Israeli composer, conductor and musician

Shaul Bustan (שאול בוסתן; born 1983 in Beer-Sheva), is an Israeli composer, conductor and Oud player who has worked with several influential orchestras and ensembles throughout Israel, Germany, Austria, Netherlands and the USA including the Israel Philharmonic Orchestra, the Los Angeles Jewish Symphony, Koninklijke Harmoniekapel Delft, the Tiroler Ensemble für Neue Musik and klezmer-maestro Giora Feidman.

His works have been performed by most of Israel's orchestras and ensembles, including the Israel Philharmonic Orchestra, the Raanana Symphonette, the Israeli Sinfonietta Beer Sheva, the Caprizma Ensemble, and the Meitar Ensemble.

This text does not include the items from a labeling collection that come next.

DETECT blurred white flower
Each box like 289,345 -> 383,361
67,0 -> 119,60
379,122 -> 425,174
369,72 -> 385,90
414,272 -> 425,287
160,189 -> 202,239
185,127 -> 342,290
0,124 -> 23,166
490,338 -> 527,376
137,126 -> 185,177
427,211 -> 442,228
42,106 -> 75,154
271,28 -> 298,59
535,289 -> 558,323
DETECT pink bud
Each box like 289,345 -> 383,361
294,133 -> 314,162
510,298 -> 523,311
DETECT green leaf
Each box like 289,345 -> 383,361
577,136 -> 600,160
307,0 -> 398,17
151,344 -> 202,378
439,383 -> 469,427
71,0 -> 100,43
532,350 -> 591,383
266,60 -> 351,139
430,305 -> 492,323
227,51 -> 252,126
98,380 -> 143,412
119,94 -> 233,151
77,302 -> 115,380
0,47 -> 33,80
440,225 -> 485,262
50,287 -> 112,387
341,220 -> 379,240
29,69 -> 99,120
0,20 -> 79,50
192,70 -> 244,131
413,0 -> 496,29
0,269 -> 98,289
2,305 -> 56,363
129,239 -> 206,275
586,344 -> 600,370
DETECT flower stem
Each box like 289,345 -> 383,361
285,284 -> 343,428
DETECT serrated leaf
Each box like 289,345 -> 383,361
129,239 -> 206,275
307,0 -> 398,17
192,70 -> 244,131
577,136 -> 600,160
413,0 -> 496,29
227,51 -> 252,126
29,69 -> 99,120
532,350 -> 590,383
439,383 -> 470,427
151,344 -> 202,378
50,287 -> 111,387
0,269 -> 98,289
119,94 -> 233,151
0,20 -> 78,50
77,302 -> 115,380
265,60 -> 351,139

He was the musical director and composer of the German theatre company Das letzte Kleinod (The Last Treasure). Currently he is the conductor and musical director of several choirs in Berlin.

From 2015 to March 2017, he was a member of Das Rotem Ensemble (Rotem is an Israeli name of a flower), a Berlin-based musical group, consisting of Bustan (bass), Avner Geiger (flute), and Tom Dayan (drum). The Israeli musicians all studied at Jerusalem Academy of Music and Dance and formed their ensemble after moving to Germany. Bustan composes their music, arrangements of Israeli melodies.

With new partners, he renamed his trio the Shaul Bustan Trio, with himself playing bass percussion and oud, with cello and violin.

==Awards and education==
His awards include the Chana Avni-Yaddor Composition Competition for 2007-2008, the Deborah Grossman Award for Excellence in Music Education for 2005-2006, 'Theaterpreis des Bundes' for 2015, and the 'Hermann-Allmers-Preis״ (also for 2015) with Das letzte Kleinod.

For his compositions and skill playing mandolin from 2000-2008, he was awarded America-Israel Cultural Foundation scholarships.

Shaul attended the Jerusalem Academy of Music and Dance, where he studied under violinist Motti Smidt, composer Haim Permont, and conductor-composer Aharon Harlap.